Leonardo Garcra Alarcôn

Vivaldi à l’église

LE CHEF ARGENTIN BOUSCULE LA DISCOGRAPHIE VIVALDIENNE EN RECRÉANT UN OFFICE DES VÊPRES POUR SAINT-MARC DE VENISE.


Ces Vêpres è Saint Marc ont-elles eu lieu?

Comme Monteverdi a reconstitué des vêpres pour le pape à Rome en 1610, on sait que les musiciens composaient des psaumes et des antiennes destinés à être joués dans des offices de vêpres. Des chroniques de voyageurs témoignent du fait que dans toutes les églises d’Italie (Venise, Rome, Milan, Bologne), on célébrait un office de vêpres presque tous les jours. Il faut donc imaginer dans quelles circonstances ou à quelle occasion cet office se déroulait: fêtes religieuses ou en l’honneur de la Vierge ou d’un saint. J’ai cherché à retrouver ce Vivaldi d’église dans ces Vespro a San Marco en recueillant plusieurs de ses pièces, notamment le Dixit Dominus RV 807 récemment redécouvert et qui lui a été attribué. Vivaldi a mis au moins trois fois ce psaume en musique. Le grand motet avec soli, choeur et orchestre que nous avons retenu pour cet enregistrement est celui conservé à Dresde.

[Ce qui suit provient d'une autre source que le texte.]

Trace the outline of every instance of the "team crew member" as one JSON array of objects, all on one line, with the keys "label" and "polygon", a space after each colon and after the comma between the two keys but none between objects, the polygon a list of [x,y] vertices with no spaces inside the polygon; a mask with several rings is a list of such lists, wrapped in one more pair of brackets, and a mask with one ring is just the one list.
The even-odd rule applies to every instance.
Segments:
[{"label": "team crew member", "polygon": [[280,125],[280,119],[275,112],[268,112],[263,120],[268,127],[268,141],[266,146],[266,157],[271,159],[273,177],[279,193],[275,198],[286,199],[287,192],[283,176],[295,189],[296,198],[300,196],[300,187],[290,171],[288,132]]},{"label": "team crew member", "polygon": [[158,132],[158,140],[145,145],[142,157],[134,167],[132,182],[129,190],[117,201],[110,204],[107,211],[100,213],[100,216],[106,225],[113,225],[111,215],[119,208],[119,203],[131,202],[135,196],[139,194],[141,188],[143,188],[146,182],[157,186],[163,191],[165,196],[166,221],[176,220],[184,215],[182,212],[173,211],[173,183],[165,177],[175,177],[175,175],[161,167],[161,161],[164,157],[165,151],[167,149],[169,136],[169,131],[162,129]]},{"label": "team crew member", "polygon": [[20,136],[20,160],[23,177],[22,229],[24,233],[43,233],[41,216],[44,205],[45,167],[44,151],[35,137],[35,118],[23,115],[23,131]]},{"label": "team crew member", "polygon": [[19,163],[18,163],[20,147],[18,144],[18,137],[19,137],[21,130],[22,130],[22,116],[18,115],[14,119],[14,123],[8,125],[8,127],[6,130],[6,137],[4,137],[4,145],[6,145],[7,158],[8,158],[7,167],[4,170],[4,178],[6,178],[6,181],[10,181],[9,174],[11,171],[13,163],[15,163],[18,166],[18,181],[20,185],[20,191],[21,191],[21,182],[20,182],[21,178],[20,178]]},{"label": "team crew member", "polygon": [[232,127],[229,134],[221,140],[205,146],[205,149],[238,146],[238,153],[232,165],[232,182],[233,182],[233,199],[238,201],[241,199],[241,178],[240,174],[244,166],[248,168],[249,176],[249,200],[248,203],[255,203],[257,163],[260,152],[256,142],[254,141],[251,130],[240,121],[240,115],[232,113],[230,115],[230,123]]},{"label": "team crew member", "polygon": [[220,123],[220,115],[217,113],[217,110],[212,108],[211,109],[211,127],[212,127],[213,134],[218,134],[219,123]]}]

On a longtemps pensé qu’il était de Galuppi, qui fut l’auteur de nombreuses pièces dans l’esprit de Vivaldi, mais avec un art du contrepoint plus conservateur.

Pourquoi la musicologie a-t-elle du mal à les distinguer?

En réalité, certains musicologues dénigrent les pièces de Galuppi ou de Gasparini en disant que « c’est sûrement du Vivaldi » et vice-versa! Il y a comme un mépris de cette musique chez des esprits réactionnaires.

Comment doit-on interpréter cette musique?

Vivaldi est encore trop associé à la superficialité. A mon sens, l’erreur est d’aller le plus vite possible, et même parfois avec une brutalité incroyable. Prenez ses concertos, et vous verrez que chacun a été écrit dans un style différent, car destiné à un interprète particulier — la plupart du temps une femme : il avait une relation très forte avec elles. Si le violoniste brillant qu’il était caractérise incontestablement son écriture instrumentale, il ne faut pas oublier pour autant la sensualité qu’il sait donner à la voix. Or, là aussi, on a tendance à vouloir traiter celle-ci comme un instrument, une colorature virtuose.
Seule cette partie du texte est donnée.